The first time I taught this lesson was one of the most nightmare-ish lessons I’ve ever had.
I didn’t have a clue what I was doing, and on the advice of another teacher, added ‘a little bit of water’ to the clay to keep it from drying out. I also gave out the clay to the kids with nothing to go between it and the desk…
Long story short, the lesson ended with the kids exiting through the emergency door, while I cleared all the tables and got three kids to attack them with a bucket of hot water and some old towels. We did (eventually) get the clay out of the tables, but I don’t think the cleaners ever forgave me for the mess we left on (in?) the carpet
I swore that day that I would learn from my mistakes, and since then I’ve had much better results!
My top tip, before I start on the actual lesson, is to invest in jay-cloths – one per child. You can re-use them year after year, and they do a fantastic job of stopping the clay from getting stuck everywhere. I always pre-cut the slabs of clay and fold them up inside a jay cloth, which makes it easy to distribute at the start of the lesson. I’ve also heard of people using mini-whiteboards or clingfilm, but personally I find jay-cloths to be a lifesaver.
Introduction, Stimulus & Revision
Start by explaining to the kids that they will be working with clay to make monsters.
Show pictures of sample projects, and discuss how the child/artist might have made them.

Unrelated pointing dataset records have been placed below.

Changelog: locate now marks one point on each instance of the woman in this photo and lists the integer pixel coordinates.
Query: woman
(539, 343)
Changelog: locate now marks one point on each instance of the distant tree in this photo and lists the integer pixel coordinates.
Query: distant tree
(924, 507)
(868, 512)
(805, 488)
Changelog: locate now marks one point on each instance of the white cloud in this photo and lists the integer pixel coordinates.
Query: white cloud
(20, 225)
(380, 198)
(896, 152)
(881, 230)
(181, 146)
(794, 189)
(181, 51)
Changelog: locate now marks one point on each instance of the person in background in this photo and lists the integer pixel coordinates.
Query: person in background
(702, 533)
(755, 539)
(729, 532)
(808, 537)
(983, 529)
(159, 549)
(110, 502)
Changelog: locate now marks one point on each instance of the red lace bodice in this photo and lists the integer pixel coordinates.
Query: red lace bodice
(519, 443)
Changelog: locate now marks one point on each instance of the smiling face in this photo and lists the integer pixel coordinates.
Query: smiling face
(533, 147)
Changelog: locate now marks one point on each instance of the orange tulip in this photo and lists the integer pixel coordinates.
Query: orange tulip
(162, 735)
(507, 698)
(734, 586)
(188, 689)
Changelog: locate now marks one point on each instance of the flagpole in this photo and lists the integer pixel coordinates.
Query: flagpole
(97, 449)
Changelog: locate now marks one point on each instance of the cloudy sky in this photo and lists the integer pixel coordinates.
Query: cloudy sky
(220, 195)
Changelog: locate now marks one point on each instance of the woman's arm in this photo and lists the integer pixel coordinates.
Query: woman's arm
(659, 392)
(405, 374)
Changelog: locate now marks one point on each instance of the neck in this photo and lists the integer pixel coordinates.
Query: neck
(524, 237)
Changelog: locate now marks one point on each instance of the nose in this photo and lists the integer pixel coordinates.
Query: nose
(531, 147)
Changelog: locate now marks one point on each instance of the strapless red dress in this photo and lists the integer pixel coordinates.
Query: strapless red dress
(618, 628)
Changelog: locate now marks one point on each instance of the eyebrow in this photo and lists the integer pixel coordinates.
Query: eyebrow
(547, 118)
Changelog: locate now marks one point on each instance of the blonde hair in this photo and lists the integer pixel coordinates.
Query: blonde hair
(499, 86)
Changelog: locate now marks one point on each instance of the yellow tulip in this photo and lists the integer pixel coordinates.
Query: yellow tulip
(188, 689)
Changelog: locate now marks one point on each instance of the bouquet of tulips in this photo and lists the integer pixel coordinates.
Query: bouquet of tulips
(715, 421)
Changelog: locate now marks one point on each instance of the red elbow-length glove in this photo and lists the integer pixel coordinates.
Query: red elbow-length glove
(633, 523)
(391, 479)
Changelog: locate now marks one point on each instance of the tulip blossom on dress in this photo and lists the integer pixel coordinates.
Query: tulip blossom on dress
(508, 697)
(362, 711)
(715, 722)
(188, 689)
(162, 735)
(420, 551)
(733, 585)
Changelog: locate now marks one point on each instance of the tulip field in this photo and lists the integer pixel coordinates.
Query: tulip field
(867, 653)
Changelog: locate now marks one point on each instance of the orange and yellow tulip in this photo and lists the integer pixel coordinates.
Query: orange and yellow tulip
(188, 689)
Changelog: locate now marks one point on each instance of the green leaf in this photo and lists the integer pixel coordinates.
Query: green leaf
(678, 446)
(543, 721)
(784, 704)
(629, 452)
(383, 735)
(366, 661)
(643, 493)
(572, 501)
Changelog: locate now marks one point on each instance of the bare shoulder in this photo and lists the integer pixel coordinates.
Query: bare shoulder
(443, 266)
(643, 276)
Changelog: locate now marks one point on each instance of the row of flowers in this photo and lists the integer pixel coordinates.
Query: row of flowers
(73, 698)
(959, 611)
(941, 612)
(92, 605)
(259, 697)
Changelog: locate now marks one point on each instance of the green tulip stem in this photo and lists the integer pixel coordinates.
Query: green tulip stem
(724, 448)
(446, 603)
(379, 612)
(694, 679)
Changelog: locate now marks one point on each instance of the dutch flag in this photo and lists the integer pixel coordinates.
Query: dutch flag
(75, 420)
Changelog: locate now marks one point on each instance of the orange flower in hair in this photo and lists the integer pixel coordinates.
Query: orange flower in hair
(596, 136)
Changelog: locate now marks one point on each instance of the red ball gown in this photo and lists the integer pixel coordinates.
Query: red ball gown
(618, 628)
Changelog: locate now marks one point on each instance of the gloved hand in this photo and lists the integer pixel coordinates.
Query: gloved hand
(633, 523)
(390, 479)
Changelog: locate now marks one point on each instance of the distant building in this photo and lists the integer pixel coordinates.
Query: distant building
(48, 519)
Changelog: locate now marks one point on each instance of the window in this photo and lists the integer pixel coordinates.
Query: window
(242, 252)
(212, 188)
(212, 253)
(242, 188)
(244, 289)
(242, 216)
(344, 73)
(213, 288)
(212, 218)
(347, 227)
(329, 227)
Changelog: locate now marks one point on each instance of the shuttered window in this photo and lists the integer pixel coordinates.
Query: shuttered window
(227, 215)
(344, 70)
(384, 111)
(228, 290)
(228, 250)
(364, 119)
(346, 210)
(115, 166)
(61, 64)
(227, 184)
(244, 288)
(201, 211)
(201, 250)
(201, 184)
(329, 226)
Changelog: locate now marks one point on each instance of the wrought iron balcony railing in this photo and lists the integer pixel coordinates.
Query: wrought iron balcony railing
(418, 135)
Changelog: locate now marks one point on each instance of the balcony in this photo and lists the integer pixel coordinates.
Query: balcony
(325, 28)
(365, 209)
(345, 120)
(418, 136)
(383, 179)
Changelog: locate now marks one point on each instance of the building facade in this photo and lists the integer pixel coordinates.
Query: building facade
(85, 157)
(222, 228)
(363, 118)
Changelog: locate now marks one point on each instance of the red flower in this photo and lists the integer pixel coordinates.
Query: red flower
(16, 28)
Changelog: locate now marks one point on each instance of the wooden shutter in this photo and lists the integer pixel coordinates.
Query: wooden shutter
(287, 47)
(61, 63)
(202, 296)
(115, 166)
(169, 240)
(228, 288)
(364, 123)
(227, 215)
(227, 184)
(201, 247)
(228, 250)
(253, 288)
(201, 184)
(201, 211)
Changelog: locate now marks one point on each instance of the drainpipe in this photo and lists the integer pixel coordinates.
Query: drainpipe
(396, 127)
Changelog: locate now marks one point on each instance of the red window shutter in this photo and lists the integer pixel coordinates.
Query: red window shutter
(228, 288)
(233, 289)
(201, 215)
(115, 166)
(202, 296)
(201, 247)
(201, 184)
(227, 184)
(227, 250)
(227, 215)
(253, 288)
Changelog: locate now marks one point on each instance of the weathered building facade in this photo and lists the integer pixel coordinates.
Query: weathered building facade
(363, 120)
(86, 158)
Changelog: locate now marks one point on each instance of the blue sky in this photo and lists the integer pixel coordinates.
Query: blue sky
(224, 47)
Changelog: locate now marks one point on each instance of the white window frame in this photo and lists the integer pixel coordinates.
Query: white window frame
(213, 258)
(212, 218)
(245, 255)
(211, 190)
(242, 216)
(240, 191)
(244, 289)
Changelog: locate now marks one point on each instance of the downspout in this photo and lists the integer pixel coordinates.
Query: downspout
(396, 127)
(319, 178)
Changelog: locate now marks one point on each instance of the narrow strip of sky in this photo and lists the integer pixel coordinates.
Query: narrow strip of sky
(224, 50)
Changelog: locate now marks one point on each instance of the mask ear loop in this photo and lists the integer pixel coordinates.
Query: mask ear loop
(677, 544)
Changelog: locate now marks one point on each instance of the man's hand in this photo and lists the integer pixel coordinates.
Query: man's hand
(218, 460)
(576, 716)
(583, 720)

Revise some basic clay-making techniques – slipping and scoring, pinch pots, and pulling forms out of the clay. The video below does a pretty good job of revising the basics (if this is your first time using clay with the kids, you may need to spend some time teaching these)
After you gone over all the techniques, shown them samples, and completed a demonstration, you just have to sit back and let them work it out for themselves. Leave sample pictures on the board for inspiration, and showcase students who are making a nice design or are slipping and scoring really well. Other than that, the main thing to watch out for is that the pieces the kids have stuck on have been slipped and scored properly, and aren’t too thin, or they’ll just fall off or break when dried.
If you are using air-drying clay (this is what most schools will have) then you need to let the clay dry, preferably overnight, before painting. If you’re using a kiln, you’ll need to fire the clay twice – once before painting, and once after.
Once your clay is dry, it’s time to paint! Acryclic paints work better with clay, but you can use ordinary poster paint – you’ll just have to ensure each piece of clay gets 3 or 4 layers.
Once your monsters have been painted, take pictures of the best ones and splash them all over the school website. Send them to all your teacher friends on WhatsApp to show what a fantastic teacher you are, and then treat yourself to a tub of ice-cream and a night of Netflix – you did it!